Computing Perfect Bayesian Equilibria, with Application to Empirical Game-Theoretic Analysis
Christine Konicki, Mithun Chakraborty, Michael P. Wellman
TL;DR
The paper tackles computing Perfect Bayesian Equilibria (PBE) in two-player imperfect-information extensive-form games by introducing PBE-CFR, a scalable Counterfactual Regret Minimization (CFR)–based method that enforces AGM-consistency between strategies and beliefs. It achieves this by computing believed utilities $U^B$ with consistent beliefs and by updating beliefs via UpdateBeliefs using a plausibility order, with theoretical guarantees of polynomial-space/time complexity and convergence to PBE in two-player zero-sum settings. Empirical evaluation on general-sum game classes and a TE-PSRO framework shows PBE-CFR yields high-quality equilibria and improves TE-PSRO model quality compared to unrefined Nash baselines, though performance depends on the game’s information structure.

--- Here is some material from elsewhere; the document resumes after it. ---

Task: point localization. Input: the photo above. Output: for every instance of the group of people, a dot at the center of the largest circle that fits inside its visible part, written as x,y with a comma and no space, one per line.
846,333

The work demonstrates a practical path to using refined equilibria for strategy exploration in empirical game-theoretic analysis and highlights contexts where PBE provides advantages over NE-based MSSs.
Abstract
Perfect Bayesian Equilibrium (PBE) is a refinement of the Nash equilibrium for imperfect-information extensive-form games (EFGs) that enforces consistency between the two components of a solution: agents' strategy profile describing their decisions at information sets and the belief system quantifying their uncertainty over histories within an information set. We present a scalable approach for computing a PBE of an arbitrary two-player EFG. We adopt the definition of PBE enunciated by Bonanno in 2011 using a consistency concept based on the theory of belief revision due to Alchourrón, Gärdenfors, and Makinson. Our algorithm for finding a PBE is an adaptation of Counterfactual Regret Minimization (CFR) that minimizes the expected regret at each information set given a belief system, while maintaining the necessary consistency criteria. We prove that our algorithm is correct for two-player zero-sum games and has a reasonable slowdown in time-complexity relative to classical CFR given the additional computation needed for refinement. We also experimentally demonstrate the competent performance of PBE-CFR in terms of equilibrium quality and running time on medium-to-large non-zero-sum EFGs. Finally, we investigate the effectiveness of using PBE for strategy exploration in empirical game-theoretic analysis. Specifically, we compute PBE as a meta-strategy solver (MSS) in a tree-exploiting variant of Policy Space Response Oracles (TE-PSRO). Our experiments show that PBE as an MSS leads to higher-quality empirical EFG models with complex imperfect information structures compared to MSSs based on an unrefined Nash equilibrium.